Alan, there are two problems with your argument. One is that you're too clever by half in trying to figure out the corporate reasoning for DRM. They make more money with it than without it. It's near axiomatic in the consumer software business. Add DRM and watch the sales increase. When DRM is done right, many if not most individuals will find it more costly, less convenient, or less morally troubling to "borrow" than to buy. It's just like cooking spaghetti. Add salt to the water to raise the temperature and make your spaghetti better. Add DRM and watch the sales increase.

The other problem with your argument is encompassed in the sentence "Sony's customers are clearly smarter than Sony gives them credit for.". No, some of them are smarter than "Sony gives them credit for", but most, for various reasons, aren't going to fiddle with something they paid $200 to cheat the system. If most did, and the DRM scheme turned out to be ineffective on the whole and unprofitable, Sony would come up with another system in a future product. Your argument here is like saying that if you use open source software, you can always fix any problem because you have the source code. So how long were comments down on Corante? I'm sure the software doesn't suck so bad that it takes two or three days to fix!

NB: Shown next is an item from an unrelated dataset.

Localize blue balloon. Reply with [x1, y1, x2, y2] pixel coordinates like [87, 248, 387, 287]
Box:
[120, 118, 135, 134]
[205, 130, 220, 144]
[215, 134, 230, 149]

Until you guys recognize why publishers use DRM, you'll just be talking past them.

Permalink to Comment

3. Dr. wex on February 14, 2005 2:48 PM writes...

Aine: Yes, I think if one posting is determined to be a violation then the entire chain of links is illegal. Which puts search engines like Google in an interesting position. Can they index pages with illegal links? The Scientologists have made hay on this point in the past.

Permalink to Comment

4. Dr. wex on February 14, 2005 3:24 PM writes...

Brad: Yes, I do agree with most of your points. I haven't seen any good data correlating sales with DRM. Those I have seen point to a reduction in non-sales copies, not an increase in sales. For example, Intuit's experience with DRM on their tax-prep software. Note also the corresponding PR debacle. My personal opinion is that corporations use DRM for much the same reasons they use MS products - good marketing, FUD, and a lack of realistic alternatives.